As a person-centred psychotherapist I believe that our deepest yearnings are to grow and to form nurturing relationships. However, life is hard, and these natural tendencies can become compromised or inhibited through difficult experiences. We can even lose sight of them altogether. When this happens we often feel stuck. At worst, we can arrive at a profound sense of estrangement from ourselves.
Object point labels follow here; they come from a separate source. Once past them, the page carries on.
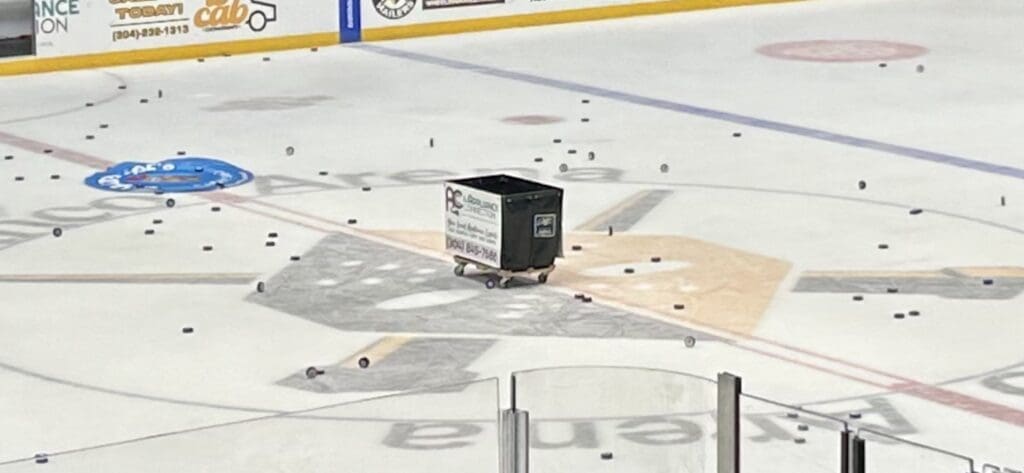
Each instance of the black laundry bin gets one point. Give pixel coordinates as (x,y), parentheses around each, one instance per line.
(529,214)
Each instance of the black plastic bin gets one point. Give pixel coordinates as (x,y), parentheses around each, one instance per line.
(504,222)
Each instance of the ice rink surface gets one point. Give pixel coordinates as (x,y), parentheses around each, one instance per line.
(767,184)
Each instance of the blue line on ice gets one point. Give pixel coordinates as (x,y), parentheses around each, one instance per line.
(823,135)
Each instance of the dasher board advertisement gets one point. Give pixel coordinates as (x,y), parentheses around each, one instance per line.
(473,224)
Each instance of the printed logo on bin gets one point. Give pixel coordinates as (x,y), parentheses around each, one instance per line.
(178,175)
(544,225)
(453,200)
(394,9)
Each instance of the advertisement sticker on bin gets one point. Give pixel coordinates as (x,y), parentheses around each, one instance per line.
(473,224)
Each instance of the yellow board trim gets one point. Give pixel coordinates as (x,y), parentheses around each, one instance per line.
(102,59)
(551,17)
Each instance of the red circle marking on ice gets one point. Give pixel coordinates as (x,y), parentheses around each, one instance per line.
(842,50)
(531,119)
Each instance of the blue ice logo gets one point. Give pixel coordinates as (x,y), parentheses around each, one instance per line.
(178,175)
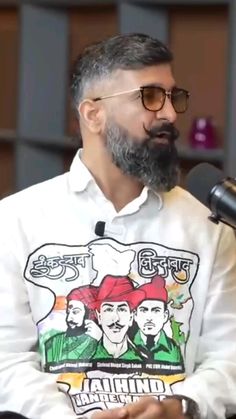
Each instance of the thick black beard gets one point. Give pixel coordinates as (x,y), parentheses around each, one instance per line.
(154,165)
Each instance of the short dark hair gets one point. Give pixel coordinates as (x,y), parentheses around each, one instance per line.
(125,52)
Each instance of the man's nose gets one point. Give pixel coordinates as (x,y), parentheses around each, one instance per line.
(167,112)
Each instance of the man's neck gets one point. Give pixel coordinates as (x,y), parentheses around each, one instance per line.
(117,187)
(115,349)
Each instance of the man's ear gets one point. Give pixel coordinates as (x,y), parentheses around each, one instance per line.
(92,115)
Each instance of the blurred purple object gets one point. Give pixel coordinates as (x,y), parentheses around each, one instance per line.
(202,133)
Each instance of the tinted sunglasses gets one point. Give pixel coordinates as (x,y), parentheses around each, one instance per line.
(153,97)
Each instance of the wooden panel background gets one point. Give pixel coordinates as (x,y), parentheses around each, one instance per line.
(9,32)
(199,40)
(9,29)
(87,25)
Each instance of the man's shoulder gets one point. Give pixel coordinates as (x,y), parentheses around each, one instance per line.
(35,194)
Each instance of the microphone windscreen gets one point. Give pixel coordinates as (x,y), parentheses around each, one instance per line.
(201,179)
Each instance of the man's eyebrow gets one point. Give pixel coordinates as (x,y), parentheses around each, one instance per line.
(159,85)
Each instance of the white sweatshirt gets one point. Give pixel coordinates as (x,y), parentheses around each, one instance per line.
(90,323)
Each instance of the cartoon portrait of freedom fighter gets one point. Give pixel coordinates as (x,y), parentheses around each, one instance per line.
(117,300)
(80,339)
(151,315)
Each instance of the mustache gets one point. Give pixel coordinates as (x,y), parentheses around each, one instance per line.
(166,129)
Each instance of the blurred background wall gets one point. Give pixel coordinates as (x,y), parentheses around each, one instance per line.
(39,40)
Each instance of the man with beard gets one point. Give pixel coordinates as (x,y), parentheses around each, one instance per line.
(127,100)
(79,342)
(151,315)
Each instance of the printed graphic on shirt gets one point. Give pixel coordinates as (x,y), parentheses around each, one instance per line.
(113,319)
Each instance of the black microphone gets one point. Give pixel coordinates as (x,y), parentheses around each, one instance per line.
(218,192)
(100,228)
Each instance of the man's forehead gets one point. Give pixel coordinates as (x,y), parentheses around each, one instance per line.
(114,303)
(75,303)
(151,303)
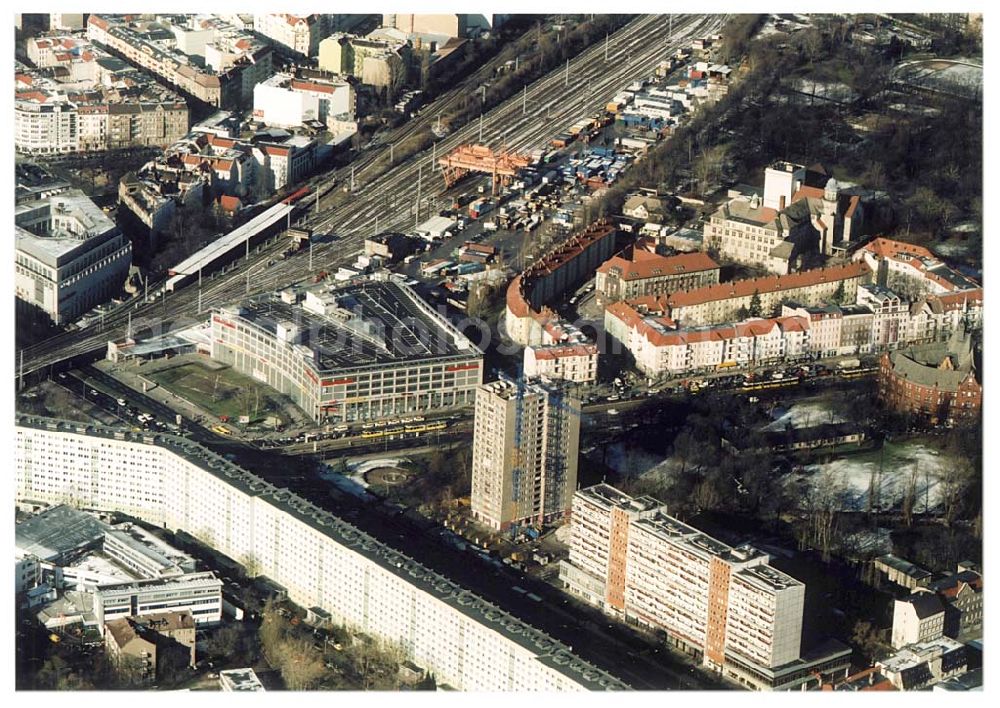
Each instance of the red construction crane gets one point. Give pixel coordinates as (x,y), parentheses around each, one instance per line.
(464,159)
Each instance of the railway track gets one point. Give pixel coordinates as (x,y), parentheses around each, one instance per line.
(632,52)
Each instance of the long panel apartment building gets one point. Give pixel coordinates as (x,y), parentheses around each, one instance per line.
(322,560)
(723,604)
(356,353)
(524,454)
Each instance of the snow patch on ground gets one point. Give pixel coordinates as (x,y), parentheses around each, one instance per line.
(851,477)
(626,459)
(803,414)
(357,469)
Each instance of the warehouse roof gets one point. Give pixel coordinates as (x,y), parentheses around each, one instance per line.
(56,531)
(365,324)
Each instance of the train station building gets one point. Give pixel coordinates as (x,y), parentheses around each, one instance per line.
(357,353)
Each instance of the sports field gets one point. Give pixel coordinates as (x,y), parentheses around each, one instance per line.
(221,392)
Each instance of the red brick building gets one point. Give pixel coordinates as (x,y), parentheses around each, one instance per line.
(936,382)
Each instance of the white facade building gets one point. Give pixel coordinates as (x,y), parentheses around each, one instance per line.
(524,454)
(299,33)
(69,255)
(46,127)
(284,101)
(575,362)
(321,560)
(917,618)
(197,593)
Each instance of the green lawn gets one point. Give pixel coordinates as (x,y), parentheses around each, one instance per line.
(221,392)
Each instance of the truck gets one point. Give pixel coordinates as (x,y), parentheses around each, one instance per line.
(479,207)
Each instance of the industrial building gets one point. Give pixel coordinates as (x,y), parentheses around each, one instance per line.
(323,561)
(524,454)
(69,255)
(357,353)
(801,211)
(724,605)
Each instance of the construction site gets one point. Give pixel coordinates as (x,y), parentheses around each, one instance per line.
(502,166)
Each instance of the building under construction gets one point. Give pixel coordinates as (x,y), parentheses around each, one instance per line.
(501,166)
(524,455)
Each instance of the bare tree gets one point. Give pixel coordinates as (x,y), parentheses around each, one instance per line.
(910,497)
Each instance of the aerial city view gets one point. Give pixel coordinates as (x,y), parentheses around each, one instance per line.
(579,352)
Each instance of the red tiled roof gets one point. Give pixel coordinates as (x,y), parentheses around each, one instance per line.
(766,284)
(852,207)
(573,247)
(300,85)
(33,96)
(562,351)
(804,192)
(229,203)
(956,301)
(793,324)
(644,264)
(897,250)
(754,328)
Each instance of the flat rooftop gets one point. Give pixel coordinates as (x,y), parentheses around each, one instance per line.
(366,324)
(768,578)
(205,578)
(72,218)
(241,680)
(98,563)
(694,541)
(607,496)
(56,531)
(546,649)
All human life takes place in the context of relationships. Thus, as we can lose ourselves through problematic or even toxic relationships, so we can find ourselves again through more accepting and nurturing ones. It has been my experience that the therapeutic relationship can facilitate lasting change and growth. It does so by offering a client certain conditions – empathy, acceptance, and genuineness. Person-centred practitioners regard these conditions as essential to therapy, as it is through them that the client begins to feel safe enough to explore difficult thoughts, feelings and memories that may hitherto have been denied or suppressed.
As things currently stand in the UK and elsewhere, clients seeking help from a GP or Psychiatrist for mental health difficulties are likely to be diagnosed with a psychological disorder. I have worked with clients with an array of clinical diagnoses, including Depression, Anxiety Disorder, Borderline Personality Disorder, and Obsessive Compulsive Disorder. Such terms mean different things to different clients. It is my own view that these labels denote highly complex and practiced ways of relating to the self and others – ways of being that are always, on some level, rooted in the perceived need to defend or protect the self. Thus, when I embark on a relationship with a client, I try to encounter the person, rather than any diagnoses they may have acquired.